Он хотел вырвать у нее ответ. Чувствовал, что назревает разрыв, и был близок к панике. Его можно только пожалеть. Вместо того чтобы паниковать сейчас, когда уже поздно что-то изменить, ему надо было заметить неладное еще полгода назад или хотя бы двумя месяцами раньше. Тогда бы он смог сказать решающее слово. А теперь – нет.
– Что мне с тобой плохо. Неужели ты сам этого не замечал? Тебе тоже со мной несладко. Давай не будем кривить душой.
– Это были тяжелые времена, но я уверен, что все поправится.
Он отметал несчастье последнего года, всю горечь, безмолвие, ненависть.
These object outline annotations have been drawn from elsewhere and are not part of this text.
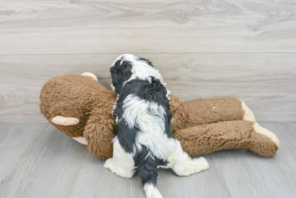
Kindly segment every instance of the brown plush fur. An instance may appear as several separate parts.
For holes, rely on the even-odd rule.
[[[106,160],[112,156],[115,125],[111,112],[117,97],[114,92],[88,77],[59,76],[43,86],[40,107],[51,124],[69,137],[83,136],[92,154]],[[170,106],[172,133],[190,156],[242,148],[269,157],[278,149],[270,138],[254,132],[253,122],[241,120],[244,111],[238,99],[183,102],[171,95]],[[79,122],[70,126],[56,125],[51,119],[57,115],[76,118]]]

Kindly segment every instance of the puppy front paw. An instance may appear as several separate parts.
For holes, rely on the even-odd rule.
[[[113,173],[123,177],[130,178],[133,177],[135,170],[130,170],[130,166],[128,166],[129,168],[127,167],[125,167],[125,164],[123,162],[120,163],[113,158],[110,158],[106,160],[104,167],[110,170]]]

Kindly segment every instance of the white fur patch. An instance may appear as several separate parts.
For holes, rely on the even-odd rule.
[[[147,183],[144,185],[144,190],[147,198],[162,198],[158,190],[153,184]]]
[[[113,141],[113,157],[105,162],[104,167],[123,177],[130,178],[136,172],[133,156],[122,148],[117,138]]]

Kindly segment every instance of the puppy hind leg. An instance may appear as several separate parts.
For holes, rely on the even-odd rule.
[[[132,154],[122,148],[117,137],[114,138],[113,149],[113,157],[106,160],[104,167],[123,177],[131,177],[136,172]]]
[[[175,141],[175,146],[171,147],[174,149],[169,152],[172,154],[168,159],[171,164],[171,167],[177,175],[189,175],[209,168],[209,164],[204,157],[191,159],[183,151],[179,141],[175,139],[172,141]]]
[[[147,198],[162,198],[155,187],[157,177],[158,160],[150,156],[138,164],[139,175],[144,185],[144,190]]]

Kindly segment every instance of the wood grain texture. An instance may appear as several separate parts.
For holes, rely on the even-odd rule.
[[[181,100],[236,98],[258,122],[296,122],[296,53],[136,54],[151,58]],[[0,122],[47,123],[39,94],[56,76],[91,72],[110,88],[119,55],[0,56]]]
[[[204,171],[182,177],[160,169],[165,198],[296,197],[296,123],[262,123],[280,142],[277,155],[246,149],[205,155]],[[144,198],[137,173],[124,178],[104,169],[85,145],[49,124],[0,124],[1,197]]]
[[[0,2],[0,54],[296,52],[294,0]]]

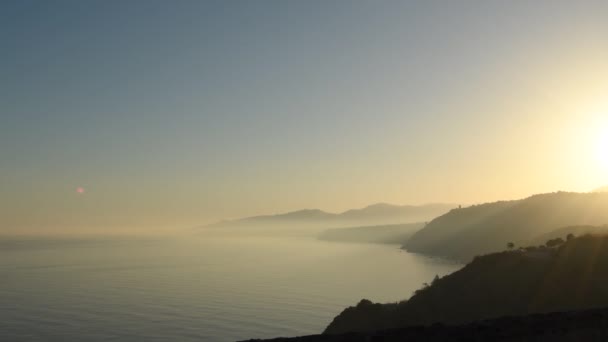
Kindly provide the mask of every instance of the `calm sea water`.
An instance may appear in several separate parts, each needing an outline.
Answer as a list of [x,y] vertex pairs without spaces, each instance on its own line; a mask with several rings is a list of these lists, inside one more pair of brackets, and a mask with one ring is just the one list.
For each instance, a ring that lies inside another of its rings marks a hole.
[[320,333],[461,265],[306,238],[0,242],[2,341],[234,341]]

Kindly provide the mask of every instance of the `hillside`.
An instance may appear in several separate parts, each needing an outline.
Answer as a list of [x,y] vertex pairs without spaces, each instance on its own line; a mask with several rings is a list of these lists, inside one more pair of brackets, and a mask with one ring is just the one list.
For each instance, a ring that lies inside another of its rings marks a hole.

– Как поправится? Почему это вдруг?
Несколько месяцев назад она предлагала ему обратиться к психоаналитику, но он отказался, предпочтя не смотреть правде в лицо, а прятать голову в песок. Откуда же возьмется улучшение теперь? Но для него, судя по его тону, это было вопросом жизни и смерти.
– Не знаю, что творится...
Он был совершенно растерян, абсолютно не подготовлен к ее обвинениям, словно не предполагал, что она способна что-то заметить. Неужели Мэри Стюарт для него – все равно, что автомобиль, который можно припарковать, на время про него забыть, а при необходимости снова завести? Что ж, поздно: аккумулятор окончательно сел.
– Не понимаю, зачем тебе сюда мчаться?.. – Он по-прежнему твердил свое.
– Поговорим на следующей неделе. – Мэри Стюарт не желала продолжать этот разговор.
– Может быть, я сам прилечу в Нью-Йорк на выходные?
Можно было подумать, его больше всего страшит сам факт ее появления в Лондоне. Однако она отказывалась продлевать томительное ожидание.
– Это совершенно необязательно. Ты слишком занят. Честное слово, я не отниму у тебя много времени. Потом я попробую встретиться с Алисой.
– Она знает о твоем намерении?
Об этом еще никто не знал. Ему следовало бы не трусить, а взять себя в руки.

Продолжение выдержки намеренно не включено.